The authors comment
Using unique historical sales data from the Leo Castelli Gallery, we introduce a novel model of evaluating art market returns using first-sale prices alongside auction results. We create a sample portfolio to analyze what would have happened if the artists Jasper Johns and Robert Rauschenberg had retained 10% equity in the work they sold through their dealer in the years 1958 to 1963, which was the start-up phase of the artists’ careers. We find that this retained-equity portfolio would have performed from 2.8 up to 140.8 times better (Rauschenberg) and from 24.9 up to 986.8 times better (Johns) than the S&P 500 over the same period. Modeling equity portfolios for artists changes the fundamental structure of art markets. Because the fractional equity is a property right under the Coase theorem, this system introduces a secondary market for shares in artwork. These shares could trade using a technology such as the blockchain and would allow more democratic and diversifiable access to investment in art markets. Our framework extends to other creative industries in which early-stage work is difficult to value.They conclude
We undertook the analysis of whether fractional equity would outperform the art market because we observed the structural misalignment of price and value. We did not know at the outset that we would see such outsize performance. To outperform the market by a factor of five is handy; to do so by a factor of up 1,000 is suspicious. We acknowledge that we were working with the earliest work of two of the most well known American artists of the twentieth and twenty-first centuries. As stated earlier, we did not intend this work, by any means, to extend to describe the likely trajectory of all artists in markets. Our work here shows more simply what is possible, and given that large possibility, why the question of shared value matters.
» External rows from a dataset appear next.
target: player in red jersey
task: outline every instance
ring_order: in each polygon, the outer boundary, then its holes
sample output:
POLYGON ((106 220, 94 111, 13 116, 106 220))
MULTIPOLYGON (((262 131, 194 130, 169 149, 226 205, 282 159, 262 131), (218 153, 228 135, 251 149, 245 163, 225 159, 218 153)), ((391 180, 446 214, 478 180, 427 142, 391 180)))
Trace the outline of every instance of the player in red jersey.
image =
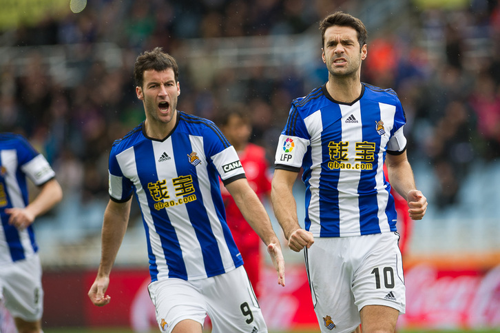
MULTIPOLYGON (((238 152, 250 186, 262 200, 271 192, 267 176, 269 163, 265 150, 249 142, 251 134, 250 119, 240 107, 222 113, 218 124, 238 152)), ((245 221, 229 192, 221 182, 221 192, 226 208, 227 224, 244 261, 244 268, 257 297, 260 295, 259 276, 262 266, 260 240, 245 221)))

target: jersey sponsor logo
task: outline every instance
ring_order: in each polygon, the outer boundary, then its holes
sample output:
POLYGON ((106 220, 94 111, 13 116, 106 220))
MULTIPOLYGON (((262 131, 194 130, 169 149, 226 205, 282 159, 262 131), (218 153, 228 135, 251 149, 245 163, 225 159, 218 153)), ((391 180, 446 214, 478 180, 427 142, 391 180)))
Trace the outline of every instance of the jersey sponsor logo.
POLYGON ((374 142, 356 142, 354 144, 355 163, 348 161, 348 141, 330 141, 328 144, 330 170, 371 170, 373 169, 375 144, 374 142))
POLYGON ((293 143, 293 140, 291 138, 287 138, 283 142, 283 151, 284 152, 291 152, 295 146, 295 144, 293 143))
POLYGON ((229 171, 233 171, 233 170, 238 169, 238 168, 242 168, 241 161, 235 161, 234 162, 231 162, 229 164, 222 165, 222 170, 224 170, 225 173, 227 173, 229 171))
POLYGON ((188 154, 187 159, 189 160, 189 163, 194 166, 196 166, 201 163, 201 160, 198 157, 198 154, 194 152, 191 152, 191 154, 188 154))
POLYGON ((341 162, 329 162, 328 167, 330 170, 373 170, 373 165, 366 163, 341 163, 341 162))
POLYGON ((162 155, 160 157, 160 158, 158 159, 158 162, 163 162, 165 161, 168 161, 170 159, 171 159, 171 157, 170 157, 169 156, 168 156, 168 154, 165 152, 163 152, 163 154, 162 154, 162 155))
POLYGON ((161 326, 161 330, 165 332, 169 327, 169 324, 167 324, 165 319, 162 318, 161 323, 160 323, 160 326, 161 326))
POLYGON ((354 114, 350 115, 347 119, 346 119, 346 123, 357 123, 357 120, 354 117, 354 114))
POLYGON ((323 323, 324 323, 324 326, 329 330, 331 330, 335 327, 335 324, 333 323, 333 321, 331 320, 331 317, 330 316, 324 316, 323 323))
POLYGON ((393 292, 390 292, 384 298, 386 299, 390 299, 391 301, 396 301, 396 297, 394 296, 394 294, 393 293, 393 292))
POLYGON ((382 120, 375 121, 375 126, 377 128, 377 132, 379 135, 384 135, 386 134, 386 130, 384 129, 384 121, 382 120))
POLYGON ((167 186, 166 179, 147 184, 147 189, 149 190, 151 197, 156 201, 154 203, 156 210, 196 200, 196 195, 191 194, 194 193, 195 190, 193 185, 193 177, 191 174, 172 179, 172 184, 174 185, 173 190, 171 188, 169 188, 167 186), (175 195, 176 199, 167 200, 171 199, 171 194, 175 195))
A system of fractional equity has downside risk, of course, but it is not a leveraged asset within this study and so the floor is zero, or is the opportunity cost of foregone gains in other investments. There would surely be many cases in which artists retained equity and received no gains, therefore giving up cash at the moment of sale. Yet to see the potential of the outsize gains leads us to believe that this structural intervention in markets for creative work deserves serious consideration and that it is perhaps artists themselves who should decide whether to take the risk of retained equity. In practice and over time, artists might not even forego income to retain equity; prices might adjust upward.
We see several directions for future research. First, the magnitude of the degree to which the two artists’ retained equity portfolios outperformed the market leads us to want to design more conservative tests. As such, we would model larger portfolios with more heterogeneous performance, such as artworks sold in group shows, or whole collections. Second, we plan to develop further the ways of modeling the tax implications of donations and the resulting possibility of asset value truncation through donation, and to build valuation models that take into account artists’ costs of production. Third, through appraisal records, we plan to create more of a “mark to market” model rather than a linear imputed return. Finally, we intend to model a more dynamic portfolio construction, i.e., a portfolio with more buying and selling of art, which would start to describe the kind of investor behavior that would grow as fractional shares entered the market and trading in and out of them became relatively liquid.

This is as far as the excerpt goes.